7. The method of claim 6, further comprising the steps of collecting, recording and simultaneously displaying results and combinations of results from the at least three parameters from the advanced and conventional ECG techniques in real-time on a monitor, thus enabling comparison in a beat-by-beat manner or comparison otherwise over time.

8. The method of claim 6, further comprising the steps of recording and subsequently displaying combinations of the at least three parameters from the advanced and conventional ECG techniques in a graphical form.

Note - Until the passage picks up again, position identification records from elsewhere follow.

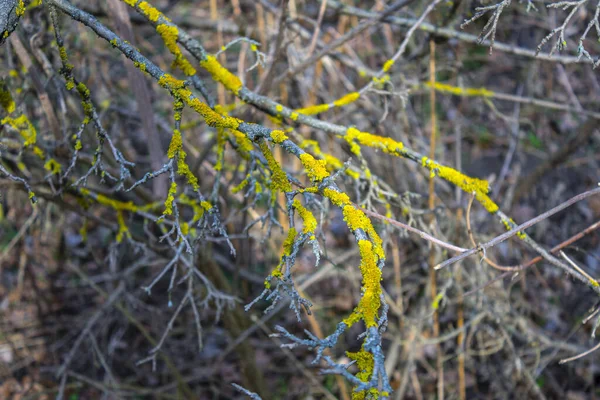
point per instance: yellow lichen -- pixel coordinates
(244, 144)
(152, 13)
(278, 136)
(338, 198)
(370, 302)
(388, 65)
(170, 199)
(123, 229)
(470, 185)
(221, 74)
(288, 244)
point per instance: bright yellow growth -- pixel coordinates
(278, 136)
(221, 74)
(388, 65)
(458, 91)
(244, 144)
(337, 198)
(24, 127)
(315, 169)
(387, 145)
(365, 364)
(370, 302)
(470, 185)
(310, 223)
(356, 219)
(176, 144)
(510, 224)
(170, 199)
(211, 117)
(279, 180)
(169, 34)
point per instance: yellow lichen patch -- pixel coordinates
(312, 110)
(470, 185)
(386, 144)
(176, 144)
(308, 219)
(20, 8)
(510, 224)
(388, 65)
(288, 244)
(170, 199)
(169, 34)
(140, 66)
(365, 364)
(380, 82)
(356, 219)
(338, 198)
(221, 74)
(24, 127)
(315, 169)
(6, 100)
(53, 166)
(370, 302)
(347, 99)
(458, 91)
(39, 152)
(185, 228)
(242, 141)
(278, 136)
(279, 180)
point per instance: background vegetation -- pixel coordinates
(299, 199)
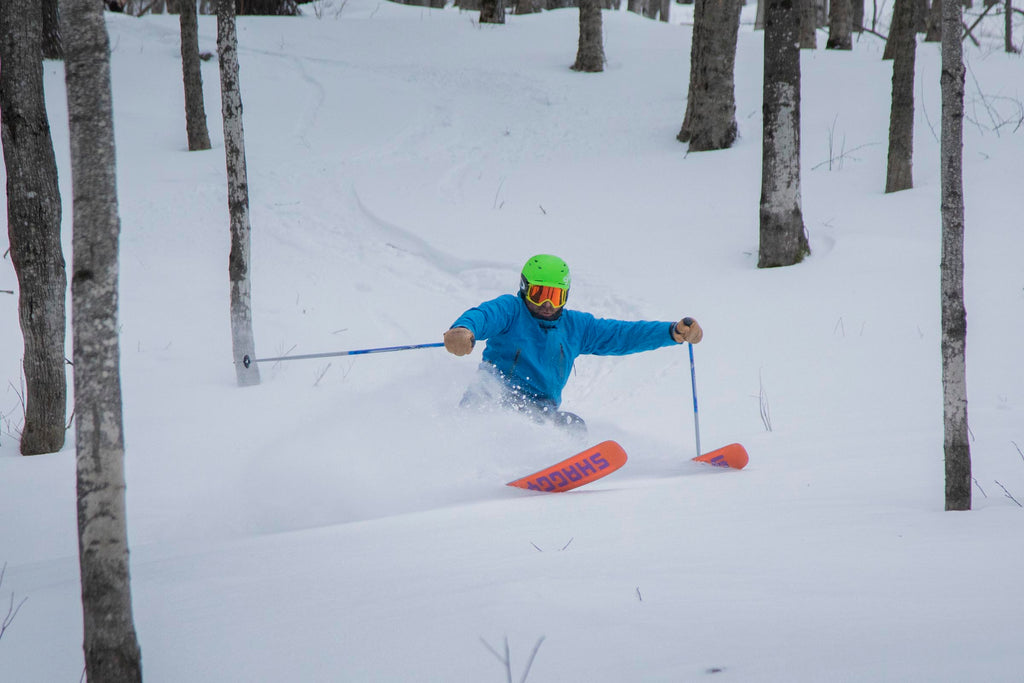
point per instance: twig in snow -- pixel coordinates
(1010, 496)
(506, 659)
(763, 403)
(321, 375)
(11, 609)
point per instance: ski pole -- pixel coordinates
(693, 383)
(246, 360)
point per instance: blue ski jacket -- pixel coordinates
(535, 356)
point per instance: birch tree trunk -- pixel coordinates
(590, 52)
(34, 225)
(933, 28)
(112, 651)
(840, 26)
(955, 444)
(243, 342)
(808, 25)
(782, 239)
(710, 122)
(899, 174)
(199, 136)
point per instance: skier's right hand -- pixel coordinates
(459, 341)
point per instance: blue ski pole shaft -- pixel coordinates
(246, 360)
(693, 383)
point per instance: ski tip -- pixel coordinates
(732, 456)
(590, 465)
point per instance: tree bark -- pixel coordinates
(840, 23)
(808, 25)
(710, 122)
(243, 342)
(112, 651)
(933, 30)
(52, 46)
(34, 225)
(199, 136)
(493, 11)
(955, 444)
(899, 174)
(783, 241)
(857, 14)
(590, 52)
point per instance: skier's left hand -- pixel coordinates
(687, 330)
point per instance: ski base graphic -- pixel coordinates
(590, 465)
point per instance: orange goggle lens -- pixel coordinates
(538, 294)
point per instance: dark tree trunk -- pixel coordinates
(900, 170)
(243, 342)
(199, 136)
(783, 241)
(590, 55)
(710, 122)
(955, 444)
(52, 47)
(493, 11)
(112, 651)
(840, 22)
(857, 14)
(34, 225)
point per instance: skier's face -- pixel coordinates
(545, 311)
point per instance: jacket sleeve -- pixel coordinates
(491, 317)
(609, 337)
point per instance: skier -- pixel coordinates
(532, 341)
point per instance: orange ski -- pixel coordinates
(733, 456)
(573, 472)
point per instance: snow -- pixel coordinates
(344, 521)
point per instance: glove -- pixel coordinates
(687, 330)
(459, 341)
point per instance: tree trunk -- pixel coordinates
(933, 31)
(590, 55)
(112, 651)
(840, 22)
(34, 225)
(243, 342)
(52, 47)
(710, 122)
(955, 444)
(493, 11)
(857, 14)
(808, 25)
(895, 31)
(900, 170)
(199, 136)
(782, 239)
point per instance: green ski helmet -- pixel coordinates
(545, 270)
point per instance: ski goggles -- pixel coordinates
(538, 294)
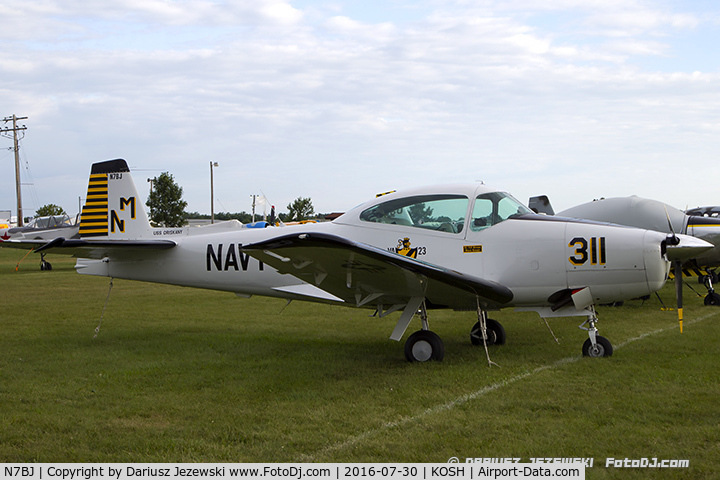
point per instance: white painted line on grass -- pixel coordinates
(355, 439)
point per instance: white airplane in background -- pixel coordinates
(650, 214)
(465, 247)
(41, 230)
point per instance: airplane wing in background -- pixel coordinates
(94, 249)
(361, 274)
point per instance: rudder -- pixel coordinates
(113, 208)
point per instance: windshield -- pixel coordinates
(493, 208)
(445, 213)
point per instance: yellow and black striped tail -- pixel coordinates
(95, 217)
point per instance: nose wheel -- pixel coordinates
(602, 347)
(423, 346)
(595, 346)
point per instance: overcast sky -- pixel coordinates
(338, 100)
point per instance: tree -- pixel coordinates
(49, 209)
(300, 209)
(167, 208)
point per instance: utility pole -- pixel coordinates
(5, 131)
(212, 192)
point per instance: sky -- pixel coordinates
(338, 100)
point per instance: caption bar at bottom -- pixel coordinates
(287, 471)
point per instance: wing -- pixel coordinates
(95, 249)
(361, 274)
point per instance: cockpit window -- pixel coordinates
(445, 213)
(493, 208)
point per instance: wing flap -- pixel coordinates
(363, 274)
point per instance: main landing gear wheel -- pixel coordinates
(495, 333)
(602, 348)
(423, 346)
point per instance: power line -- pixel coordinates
(5, 132)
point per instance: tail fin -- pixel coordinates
(113, 209)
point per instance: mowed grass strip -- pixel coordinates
(186, 375)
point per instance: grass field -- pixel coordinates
(185, 375)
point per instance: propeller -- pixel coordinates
(677, 269)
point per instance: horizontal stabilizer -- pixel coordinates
(687, 247)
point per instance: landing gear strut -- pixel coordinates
(712, 298)
(595, 346)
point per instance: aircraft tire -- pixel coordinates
(496, 333)
(712, 299)
(423, 346)
(603, 348)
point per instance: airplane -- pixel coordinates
(39, 231)
(468, 247)
(650, 214)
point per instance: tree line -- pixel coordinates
(167, 207)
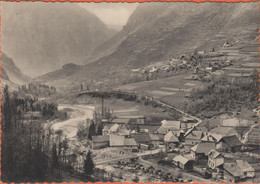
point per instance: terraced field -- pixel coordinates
(171, 90)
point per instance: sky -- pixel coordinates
(111, 13)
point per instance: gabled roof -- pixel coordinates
(224, 131)
(203, 147)
(169, 125)
(121, 120)
(130, 142)
(114, 128)
(116, 140)
(179, 158)
(233, 122)
(100, 138)
(108, 126)
(234, 170)
(214, 153)
(232, 141)
(244, 166)
(141, 137)
(210, 138)
(197, 135)
(170, 137)
(154, 137)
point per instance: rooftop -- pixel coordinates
(169, 125)
(203, 147)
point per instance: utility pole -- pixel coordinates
(102, 107)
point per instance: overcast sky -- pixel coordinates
(111, 13)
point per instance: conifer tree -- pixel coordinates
(88, 165)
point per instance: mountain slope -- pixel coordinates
(45, 36)
(11, 72)
(159, 31)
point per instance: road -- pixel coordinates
(174, 171)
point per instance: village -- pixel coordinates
(183, 149)
(219, 154)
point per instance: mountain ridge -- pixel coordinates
(50, 34)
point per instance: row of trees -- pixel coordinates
(222, 95)
(28, 150)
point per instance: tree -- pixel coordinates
(55, 159)
(136, 179)
(91, 130)
(99, 129)
(88, 165)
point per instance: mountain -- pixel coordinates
(11, 72)
(159, 31)
(4, 74)
(42, 37)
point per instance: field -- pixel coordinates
(171, 90)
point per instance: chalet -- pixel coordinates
(171, 140)
(120, 120)
(246, 168)
(113, 129)
(234, 122)
(156, 139)
(209, 69)
(105, 130)
(130, 144)
(252, 137)
(215, 160)
(144, 147)
(223, 143)
(232, 173)
(201, 150)
(100, 141)
(169, 126)
(122, 141)
(193, 138)
(229, 144)
(183, 162)
(142, 138)
(223, 131)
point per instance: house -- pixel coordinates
(246, 168)
(224, 131)
(201, 150)
(113, 129)
(209, 69)
(169, 126)
(144, 146)
(122, 141)
(193, 138)
(120, 120)
(183, 162)
(100, 141)
(234, 122)
(123, 130)
(232, 173)
(229, 144)
(156, 139)
(105, 130)
(142, 138)
(252, 136)
(171, 140)
(215, 160)
(116, 140)
(238, 171)
(130, 144)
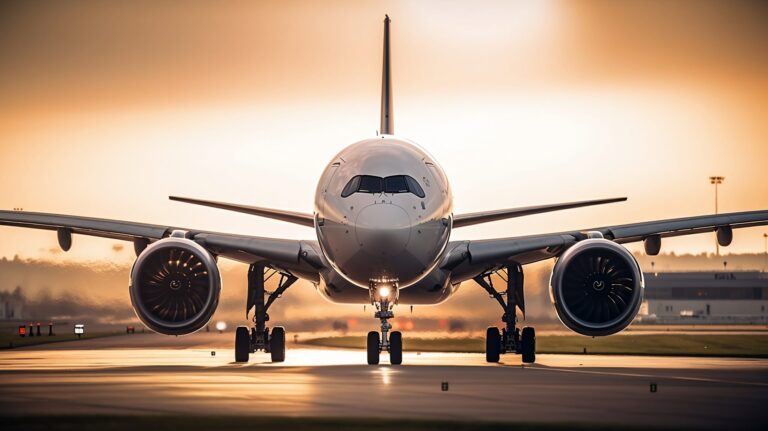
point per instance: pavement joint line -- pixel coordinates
(651, 376)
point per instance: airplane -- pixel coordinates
(383, 218)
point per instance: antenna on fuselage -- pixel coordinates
(387, 117)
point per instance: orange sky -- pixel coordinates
(106, 108)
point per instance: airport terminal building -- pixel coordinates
(705, 297)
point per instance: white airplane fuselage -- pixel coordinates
(375, 226)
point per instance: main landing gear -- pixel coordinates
(509, 339)
(384, 295)
(259, 337)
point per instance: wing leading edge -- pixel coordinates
(302, 257)
(482, 254)
(461, 220)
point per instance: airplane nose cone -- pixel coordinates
(383, 229)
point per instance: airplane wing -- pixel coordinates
(290, 255)
(288, 216)
(471, 257)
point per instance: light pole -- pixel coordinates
(765, 266)
(716, 180)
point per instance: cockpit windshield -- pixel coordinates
(391, 184)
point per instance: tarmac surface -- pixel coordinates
(153, 374)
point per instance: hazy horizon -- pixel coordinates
(106, 108)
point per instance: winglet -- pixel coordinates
(387, 115)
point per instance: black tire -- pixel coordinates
(372, 346)
(528, 340)
(396, 348)
(277, 344)
(492, 344)
(242, 344)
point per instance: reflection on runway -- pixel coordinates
(137, 375)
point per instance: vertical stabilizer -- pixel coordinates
(387, 117)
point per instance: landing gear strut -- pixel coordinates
(509, 339)
(259, 337)
(384, 295)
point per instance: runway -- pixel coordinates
(152, 374)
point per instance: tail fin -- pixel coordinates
(387, 117)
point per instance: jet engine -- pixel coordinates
(596, 287)
(174, 286)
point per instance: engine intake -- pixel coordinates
(596, 287)
(174, 286)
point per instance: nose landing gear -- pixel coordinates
(259, 337)
(510, 339)
(384, 296)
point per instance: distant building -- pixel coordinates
(705, 297)
(11, 305)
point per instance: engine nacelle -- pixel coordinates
(596, 287)
(174, 286)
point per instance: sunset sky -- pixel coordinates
(108, 107)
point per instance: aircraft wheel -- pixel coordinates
(492, 344)
(396, 348)
(373, 348)
(277, 344)
(528, 341)
(242, 344)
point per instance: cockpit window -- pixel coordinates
(369, 184)
(395, 184)
(414, 187)
(391, 184)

9. The method of claim 8, wherein the graphical form comprises the results of one or more additive models, support vector machines, discriminant analyses, neural networks, recursive partitioning analyses, classification and regression tree analyses or any similar type of multivariate statistical model or pattern recognition procedure.

10. The method of claim 8 wherein the graphical form comprises display on a monitor or display on a printed page.